Becina Ganther is an atheist lesbian Harvard University sophomore who hates God, men and heterosexuality, not necessarily in that order. A few months after her arrival on campus, Ms. Ganther joined the Harvard Crimson, not as a lowly reporter, but as a board member and columnist. Her first column made clear that Ms. Ganther has no interest in males, and her second column was an attack on “heteronormativity.”
Ms. Ganther hates heterosexuality so much she fears she doesn’t look “queer enough” and other people might assume she’s straight. In celebrating same-sex marriage, she denounced heterosexual marriage:
Unpacking the institution of marriage reveals its roots in heteronormativity and sexism. The history of marriage includes traditions of women being passed around like property from their fathers to husbands. Even seemingly sweet gestures, like the groom asking the bride’s father for her hand in marriage or the father walking the bride down the aisle while the groom stands alone and independent, all reinforce women’s dependence on men while men remain independent and authoritative. . . .
[T]he marriage traditions that we grew up with and still see today covertly and overtly reinforce strict binary gender norms in heterosexual relationships.
Heterosexuality is wrong, according to Ms. Ganther, and Harvard’s elevation of her to a prominent role at the Crimson amounts to an official endorsement of that worldview. Just try to imagine the furious controversy that would erupt if the Crimson ever published any writer who directly contradicted Ms. Ganther’s anti-heterosexual rants. Under the regime of political correctness in contemporary academia, homosexuals are exempt from criticism, and advocates of homosexuality are granted carte blanche to heap opprobrium on “straights,” who are effectively prohibited from saying anything in their own defense.
However, let us not pretend that this agenda is targeted equally at allheterosexuals, nor more so than feminism equally demonizes all men. It is the heterosexual white male who is the chosen scapegoat of “intersectional” feminism. No one can be allowed to criticize the promiscuity of heterosexual women, for example, because that would be “slut shaming” and “misogyny,” and criticism of minority males is “racist.” Therefore, it is always and only white heterosexual men who are the direct targets of feminist attack; whatever harm might be suffered by anyone else (e.g., black male students “railroaded by campus sexual assault claims”) is merely collateral damage.
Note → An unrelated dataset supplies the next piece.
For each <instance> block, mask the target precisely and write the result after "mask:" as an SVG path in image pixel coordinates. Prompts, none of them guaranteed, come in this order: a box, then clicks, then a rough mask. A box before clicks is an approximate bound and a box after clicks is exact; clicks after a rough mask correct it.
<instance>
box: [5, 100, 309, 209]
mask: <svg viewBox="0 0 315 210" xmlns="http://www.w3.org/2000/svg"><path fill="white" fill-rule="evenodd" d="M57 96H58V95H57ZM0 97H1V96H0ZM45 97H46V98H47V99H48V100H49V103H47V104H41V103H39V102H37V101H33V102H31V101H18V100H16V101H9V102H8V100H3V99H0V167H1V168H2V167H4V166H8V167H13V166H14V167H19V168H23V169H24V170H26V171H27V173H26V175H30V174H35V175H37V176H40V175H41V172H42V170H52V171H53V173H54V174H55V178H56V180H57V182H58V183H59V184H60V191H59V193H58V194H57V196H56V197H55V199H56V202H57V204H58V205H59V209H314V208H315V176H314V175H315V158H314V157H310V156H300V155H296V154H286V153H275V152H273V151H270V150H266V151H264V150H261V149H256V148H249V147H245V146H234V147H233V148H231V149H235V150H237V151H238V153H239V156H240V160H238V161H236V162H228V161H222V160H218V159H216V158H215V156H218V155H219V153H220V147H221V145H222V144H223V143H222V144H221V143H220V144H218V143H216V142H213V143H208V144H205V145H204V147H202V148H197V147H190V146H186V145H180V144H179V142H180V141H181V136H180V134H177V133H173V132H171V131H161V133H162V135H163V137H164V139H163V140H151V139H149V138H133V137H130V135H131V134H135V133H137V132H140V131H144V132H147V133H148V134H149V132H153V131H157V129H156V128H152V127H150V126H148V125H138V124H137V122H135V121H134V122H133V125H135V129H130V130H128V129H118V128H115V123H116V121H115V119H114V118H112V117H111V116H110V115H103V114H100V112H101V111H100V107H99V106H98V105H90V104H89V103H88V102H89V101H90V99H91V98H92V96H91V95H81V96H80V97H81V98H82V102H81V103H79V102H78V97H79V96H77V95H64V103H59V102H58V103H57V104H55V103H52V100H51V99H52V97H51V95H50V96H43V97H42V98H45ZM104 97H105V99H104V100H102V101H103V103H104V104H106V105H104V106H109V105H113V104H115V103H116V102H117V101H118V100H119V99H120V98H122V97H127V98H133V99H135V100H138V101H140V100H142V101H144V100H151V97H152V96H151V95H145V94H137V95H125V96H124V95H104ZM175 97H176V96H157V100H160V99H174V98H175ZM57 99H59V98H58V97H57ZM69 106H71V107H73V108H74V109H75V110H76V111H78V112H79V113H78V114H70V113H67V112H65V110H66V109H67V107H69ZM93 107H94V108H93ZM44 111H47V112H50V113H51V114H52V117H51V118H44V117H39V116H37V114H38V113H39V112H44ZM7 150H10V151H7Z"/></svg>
It should surprise no one, given the trajectory of “queer feminism” in recent years, that Ms. Ganther’s two most recent columns (“Cis Queers, We Have a Problem,” Oct. 17, and “When Trans Lives Are Under Attack,”Oct. 31) were devoted to advocating transgender ideology. Many feminists have criticized the transgender cult, but they are fighting a losing battle against the logic of their own radical ideology. Having declared war on “binary gender norms,” to employ Ms. Ganther’s phrase, and having stigmatized heterosexuality as inherently oppressive to women, feminists have incentivized the insanity of transgenderism.
Feminism has followed the path of all radical movements since the French Revolution. Attacks on what Russell Kirk called “ordered liberty”are never undertaken by those devoted to mercy and justice. Radicalism appeals to vengeful spirits of selfishness and malicious envy. Just as Jacobin leaders like Robespierre eventually went to the guillotine, and just as Bolsheviks like Leon Trotsky were annihilated by Stalin, so also will many feminists become victims of their own radicalism.
The great irony is that Becina Ganther is majoring in history at Harvard, where apparently these lessons have been forgotten.